Thrilling Wonder Stories on Friday had a great mixture of French and British speakers. The former being daringly intellectual, the latter doomily realistic. It was the hottest day of the year so far. My notes aren't great - too many doodles. And decontextualised quotes that I liked - mainly from François Roche: “protocolising the witch in the forest”, "swimming in a charming distress".
For a succinct glide through the day, check Jim Rossignol's
notes.Bryan McKay wasn't even in the AA! That probably made his concentration span better. On Iain MacLeod:
“SF is a concept and the concept of the future resides in that.
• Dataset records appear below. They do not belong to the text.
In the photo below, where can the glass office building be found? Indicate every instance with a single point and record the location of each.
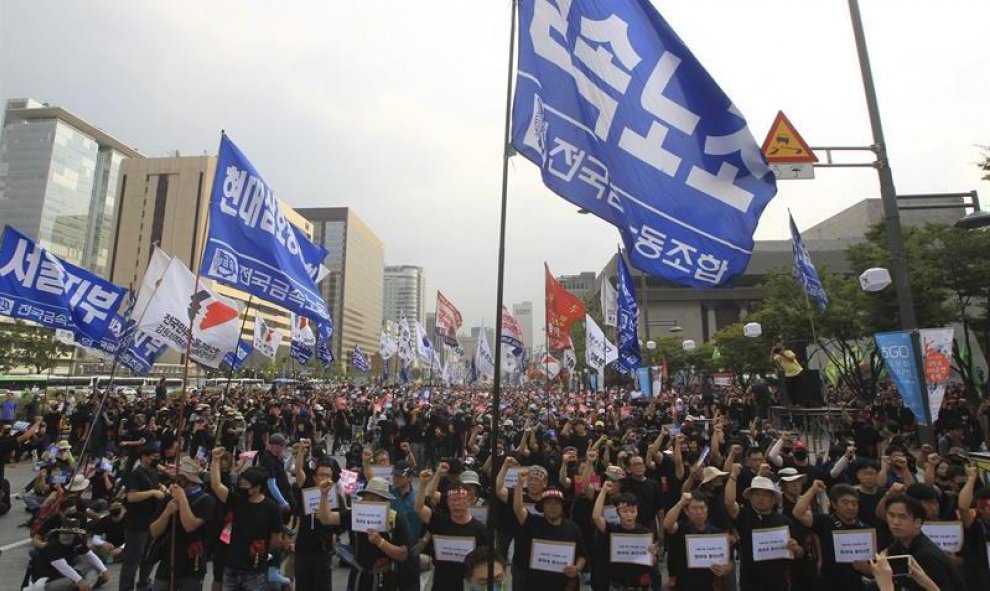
(58, 181)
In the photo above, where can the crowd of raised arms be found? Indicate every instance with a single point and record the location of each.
(698, 488)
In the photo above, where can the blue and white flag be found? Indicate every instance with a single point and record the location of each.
(253, 247)
(300, 352)
(804, 270)
(235, 360)
(36, 285)
(323, 332)
(359, 362)
(624, 122)
(628, 321)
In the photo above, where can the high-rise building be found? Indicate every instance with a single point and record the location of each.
(58, 181)
(405, 291)
(165, 202)
(523, 312)
(353, 290)
(581, 285)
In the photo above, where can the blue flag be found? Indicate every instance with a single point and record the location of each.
(804, 270)
(36, 285)
(300, 352)
(624, 122)
(628, 321)
(359, 361)
(897, 352)
(235, 360)
(253, 247)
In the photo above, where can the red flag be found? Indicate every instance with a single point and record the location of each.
(563, 309)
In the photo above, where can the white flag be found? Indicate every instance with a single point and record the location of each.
(215, 319)
(610, 304)
(405, 341)
(266, 339)
(598, 351)
(152, 277)
(387, 347)
(423, 345)
(484, 360)
(302, 331)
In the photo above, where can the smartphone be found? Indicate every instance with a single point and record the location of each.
(900, 565)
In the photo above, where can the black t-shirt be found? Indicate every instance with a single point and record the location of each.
(251, 529)
(976, 551)
(765, 573)
(140, 515)
(538, 528)
(190, 554)
(835, 575)
(447, 574)
(625, 574)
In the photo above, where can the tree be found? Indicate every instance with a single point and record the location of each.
(744, 356)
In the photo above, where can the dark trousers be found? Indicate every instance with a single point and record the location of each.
(134, 564)
(313, 571)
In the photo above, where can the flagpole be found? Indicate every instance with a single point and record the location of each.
(500, 283)
(230, 374)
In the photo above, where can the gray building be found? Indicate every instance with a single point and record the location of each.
(353, 289)
(58, 181)
(405, 291)
(668, 309)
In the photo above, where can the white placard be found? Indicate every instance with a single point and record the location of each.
(947, 535)
(311, 500)
(452, 548)
(367, 515)
(631, 548)
(771, 544)
(551, 556)
(852, 545)
(385, 472)
(479, 513)
(705, 550)
(512, 477)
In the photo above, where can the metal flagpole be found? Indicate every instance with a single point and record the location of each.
(230, 374)
(500, 282)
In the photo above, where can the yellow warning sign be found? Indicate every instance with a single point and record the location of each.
(785, 144)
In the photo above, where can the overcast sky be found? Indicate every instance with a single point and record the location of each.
(395, 108)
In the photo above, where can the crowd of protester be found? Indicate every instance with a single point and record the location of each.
(278, 488)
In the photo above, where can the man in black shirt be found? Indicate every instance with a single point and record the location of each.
(143, 496)
(548, 525)
(450, 532)
(193, 507)
(255, 528)
(905, 515)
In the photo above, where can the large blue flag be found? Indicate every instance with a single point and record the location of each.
(235, 359)
(804, 270)
(628, 321)
(624, 122)
(359, 361)
(36, 285)
(252, 246)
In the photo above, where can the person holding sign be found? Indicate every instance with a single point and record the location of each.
(631, 548)
(557, 552)
(314, 541)
(905, 516)
(255, 528)
(455, 533)
(765, 546)
(695, 566)
(378, 552)
(845, 558)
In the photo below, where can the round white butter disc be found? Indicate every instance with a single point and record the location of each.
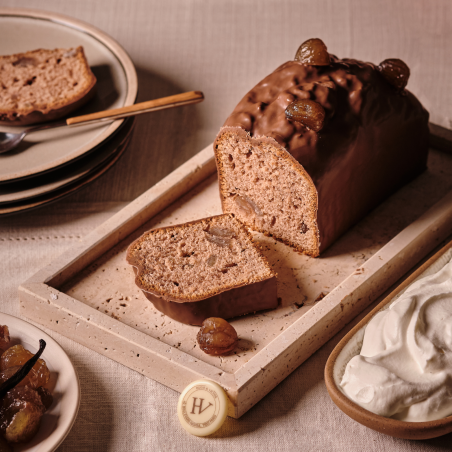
(202, 407)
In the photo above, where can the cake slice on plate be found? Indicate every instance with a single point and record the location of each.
(43, 85)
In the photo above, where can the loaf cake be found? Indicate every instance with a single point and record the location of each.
(43, 85)
(319, 143)
(207, 268)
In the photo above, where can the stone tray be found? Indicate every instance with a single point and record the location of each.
(88, 294)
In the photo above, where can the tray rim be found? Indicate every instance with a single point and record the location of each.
(119, 53)
(248, 384)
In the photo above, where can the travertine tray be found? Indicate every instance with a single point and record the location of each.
(88, 293)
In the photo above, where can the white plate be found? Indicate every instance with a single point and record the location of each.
(57, 422)
(30, 189)
(117, 86)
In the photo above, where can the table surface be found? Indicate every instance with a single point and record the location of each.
(222, 48)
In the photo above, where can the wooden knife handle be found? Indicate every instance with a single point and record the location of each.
(191, 97)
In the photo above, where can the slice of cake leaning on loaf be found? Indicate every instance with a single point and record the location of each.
(319, 143)
(207, 268)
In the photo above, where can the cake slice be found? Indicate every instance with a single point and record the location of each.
(317, 144)
(206, 268)
(43, 85)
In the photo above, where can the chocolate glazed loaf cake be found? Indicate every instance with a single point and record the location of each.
(319, 143)
(206, 268)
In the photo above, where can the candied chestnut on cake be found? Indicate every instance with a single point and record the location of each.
(317, 144)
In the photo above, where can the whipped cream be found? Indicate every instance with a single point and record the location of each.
(404, 370)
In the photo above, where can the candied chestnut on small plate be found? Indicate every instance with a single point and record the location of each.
(60, 395)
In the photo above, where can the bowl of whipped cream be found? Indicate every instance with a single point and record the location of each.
(393, 371)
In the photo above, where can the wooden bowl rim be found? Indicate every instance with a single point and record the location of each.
(389, 426)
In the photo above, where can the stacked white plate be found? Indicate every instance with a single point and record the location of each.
(51, 164)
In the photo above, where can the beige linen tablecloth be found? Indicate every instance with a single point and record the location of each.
(222, 48)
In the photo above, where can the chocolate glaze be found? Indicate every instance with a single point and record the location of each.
(231, 303)
(375, 138)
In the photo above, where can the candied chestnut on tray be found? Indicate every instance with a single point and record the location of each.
(217, 337)
(23, 397)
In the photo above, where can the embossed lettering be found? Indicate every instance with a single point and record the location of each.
(199, 406)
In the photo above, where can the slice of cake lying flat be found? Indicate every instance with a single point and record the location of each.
(43, 85)
(207, 268)
(319, 143)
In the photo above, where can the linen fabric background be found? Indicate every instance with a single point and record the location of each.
(222, 48)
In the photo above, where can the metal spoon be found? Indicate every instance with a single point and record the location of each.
(9, 141)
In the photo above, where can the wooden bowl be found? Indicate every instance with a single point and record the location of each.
(350, 345)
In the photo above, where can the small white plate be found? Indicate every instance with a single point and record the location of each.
(116, 87)
(58, 421)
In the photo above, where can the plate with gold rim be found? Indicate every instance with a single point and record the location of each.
(117, 86)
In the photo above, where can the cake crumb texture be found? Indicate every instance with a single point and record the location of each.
(197, 260)
(43, 81)
(267, 190)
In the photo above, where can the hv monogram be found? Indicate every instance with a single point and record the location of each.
(199, 406)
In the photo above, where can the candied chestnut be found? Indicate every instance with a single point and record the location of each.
(4, 337)
(20, 421)
(308, 112)
(217, 336)
(46, 397)
(395, 71)
(24, 394)
(313, 52)
(18, 356)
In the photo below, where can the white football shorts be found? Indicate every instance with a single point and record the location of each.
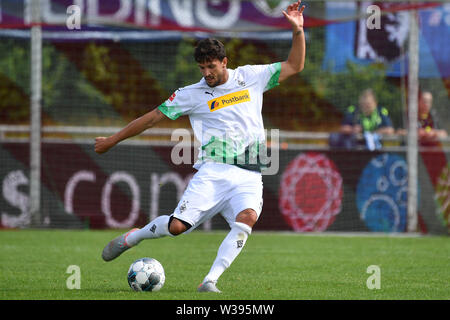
(220, 188)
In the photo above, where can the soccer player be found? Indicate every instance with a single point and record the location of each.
(224, 109)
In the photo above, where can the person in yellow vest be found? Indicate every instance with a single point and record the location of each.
(429, 130)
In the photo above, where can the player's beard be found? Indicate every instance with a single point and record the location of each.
(214, 81)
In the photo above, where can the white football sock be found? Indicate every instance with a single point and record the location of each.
(229, 249)
(157, 228)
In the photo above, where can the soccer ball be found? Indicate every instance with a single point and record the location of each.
(146, 274)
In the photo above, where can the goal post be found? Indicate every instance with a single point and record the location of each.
(412, 151)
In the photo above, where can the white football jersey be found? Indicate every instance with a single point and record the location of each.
(227, 119)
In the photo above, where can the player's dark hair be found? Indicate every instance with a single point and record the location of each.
(208, 50)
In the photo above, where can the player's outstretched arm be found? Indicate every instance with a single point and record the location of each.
(296, 59)
(135, 127)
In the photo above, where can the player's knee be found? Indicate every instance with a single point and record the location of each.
(247, 216)
(176, 226)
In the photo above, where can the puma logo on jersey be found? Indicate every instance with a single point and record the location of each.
(229, 100)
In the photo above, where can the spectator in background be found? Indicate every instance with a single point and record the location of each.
(367, 119)
(428, 123)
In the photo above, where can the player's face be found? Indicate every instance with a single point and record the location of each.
(215, 71)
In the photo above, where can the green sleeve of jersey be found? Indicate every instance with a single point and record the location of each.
(171, 112)
(275, 70)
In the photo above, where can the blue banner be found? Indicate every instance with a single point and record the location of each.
(350, 39)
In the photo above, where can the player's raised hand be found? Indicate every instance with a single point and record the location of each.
(294, 14)
(102, 144)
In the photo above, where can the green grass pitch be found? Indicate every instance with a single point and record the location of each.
(272, 266)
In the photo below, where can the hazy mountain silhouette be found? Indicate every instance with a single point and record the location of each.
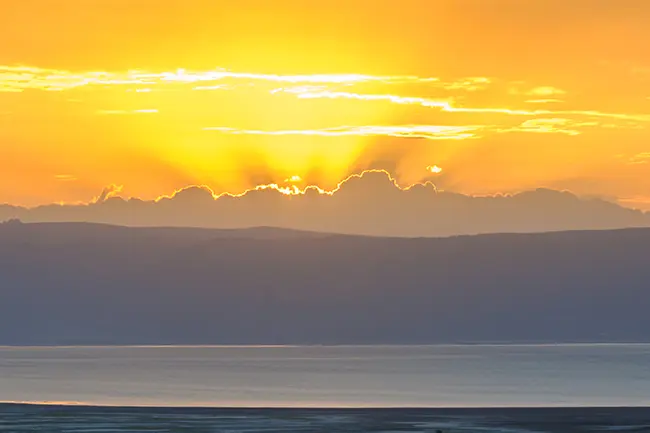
(96, 284)
(370, 204)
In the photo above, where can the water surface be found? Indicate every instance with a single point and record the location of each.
(370, 376)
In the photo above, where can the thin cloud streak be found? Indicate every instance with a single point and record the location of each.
(447, 106)
(429, 132)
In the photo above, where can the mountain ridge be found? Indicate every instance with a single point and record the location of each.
(89, 284)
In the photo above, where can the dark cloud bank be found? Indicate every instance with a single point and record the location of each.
(369, 205)
(78, 283)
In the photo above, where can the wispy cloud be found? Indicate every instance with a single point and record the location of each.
(429, 132)
(127, 112)
(448, 106)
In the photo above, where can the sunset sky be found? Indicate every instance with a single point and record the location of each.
(476, 96)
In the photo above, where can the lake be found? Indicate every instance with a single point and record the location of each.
(320, 376)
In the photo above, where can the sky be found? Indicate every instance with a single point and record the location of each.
(477, 97)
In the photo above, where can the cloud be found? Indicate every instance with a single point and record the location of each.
(373, 196)
(127, 112)
(546, 91)
(108, 192)
(447, 106)
(429, 132)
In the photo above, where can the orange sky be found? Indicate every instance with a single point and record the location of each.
(154, 96)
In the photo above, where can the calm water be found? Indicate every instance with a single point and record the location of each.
(430, 376)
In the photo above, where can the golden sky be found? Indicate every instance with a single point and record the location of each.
(477, 96)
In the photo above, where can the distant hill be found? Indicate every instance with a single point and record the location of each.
(370, 204)
(97, 284)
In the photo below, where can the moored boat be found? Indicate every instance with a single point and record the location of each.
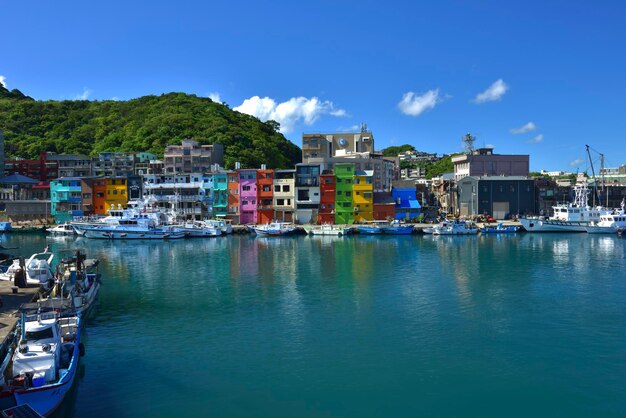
(36, 270)
(328, 229)
(44, 363)
(62, 229)
(395, 228)
(77, 280)
(571, 217)
(196, 229)
(455, 227)
(500, 228)
(274, 229)
(609, 223)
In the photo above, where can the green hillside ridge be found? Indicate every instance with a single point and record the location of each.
(148, 123)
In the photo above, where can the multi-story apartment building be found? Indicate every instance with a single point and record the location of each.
(284, 195)
(184, 195)
(66, 199)
(363, 196)
(41, 169)
(265, 196)
(326, 213)
(247, 196)
(404, 193)
(116, 192)
(99, 196)
(113, 164)
(483, 162)
(336, 144)
(72, 165)
(220, 194)
(190, 157)
(146, 162)
(344, 207)
(307, 192)
(233, 196)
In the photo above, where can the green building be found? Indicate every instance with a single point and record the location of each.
(65, 199)
(344, 205)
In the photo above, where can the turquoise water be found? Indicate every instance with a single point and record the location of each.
(525, 325)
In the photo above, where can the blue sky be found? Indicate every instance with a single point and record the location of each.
(422, 73)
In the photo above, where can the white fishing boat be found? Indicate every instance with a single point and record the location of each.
(274, 229)
(223, 225)
(570, 217)
(62, 229)
(609, 223)
(44, 363)
(132, 229)
(455, 227)
(328, 229)
(196, 229)
(37, 269)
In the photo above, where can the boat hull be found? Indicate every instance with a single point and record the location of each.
(545, 225)
(114, 234)
(46, 399)
(397, 230)
(602, 230)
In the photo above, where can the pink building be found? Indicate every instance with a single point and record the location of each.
(247, 197)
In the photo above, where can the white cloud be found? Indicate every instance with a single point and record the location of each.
(529, 127)
(289, 113)
(84, 95)
(493, 93)
(414, 105)
(353, 128)
(215, 96)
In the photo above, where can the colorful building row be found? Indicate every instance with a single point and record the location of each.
(308, 194)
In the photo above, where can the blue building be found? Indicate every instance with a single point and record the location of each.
(404, 195)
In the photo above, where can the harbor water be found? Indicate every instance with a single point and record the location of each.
(520, 325)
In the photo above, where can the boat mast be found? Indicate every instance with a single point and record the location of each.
(595, 186)
(605, 192)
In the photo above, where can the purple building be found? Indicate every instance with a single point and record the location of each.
(247, 197)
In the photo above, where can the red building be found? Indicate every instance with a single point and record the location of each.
(233, 196)
(326, 213)
(41, 169)
(265, 196)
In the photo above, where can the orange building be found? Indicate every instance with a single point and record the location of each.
(326, 213)
(233, 196)
(99, 196)
(265, 196)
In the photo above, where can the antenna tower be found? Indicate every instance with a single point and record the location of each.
(468, 142)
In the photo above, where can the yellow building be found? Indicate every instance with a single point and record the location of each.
(116, 192)
(363, 196)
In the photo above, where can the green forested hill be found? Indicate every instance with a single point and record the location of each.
(148, 123)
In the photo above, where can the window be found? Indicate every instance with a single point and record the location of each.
(303, 194)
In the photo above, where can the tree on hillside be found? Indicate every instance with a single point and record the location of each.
(393, 151)
(148, 123)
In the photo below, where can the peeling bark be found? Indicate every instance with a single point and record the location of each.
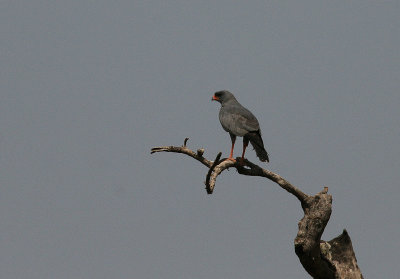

It is one of the major myths of Western society. Before SF we had the western, another projection of the American dream, risk, possibilities, wide-open dreams, and prospects waiting to be discovered.”
Eight Problems for Writing on an SF Future:
- The future isn’t going to be dominated by Western culture
- People won’t be people as we know them now.
- Space travel isn’t likely to happen in the way we once imagined.
- Science itself is becoming increasingly incomprehensible.
- Real aliens would be barely recognizable to us as alive.
- The physics and technology required to drive a society more advanced than ours would be incomprehensible to us.
- Language and means of expression will be different.
- There’s a strong likelihood that we’re all going to be dead.
“Maybe, someday, we will get back to the moon, which is never that far away.”
Which makes me think of
Le Guin's Anarres:
An anarchist society living on the moon: an ambiguous utopia: the best fiction I've read in a long time.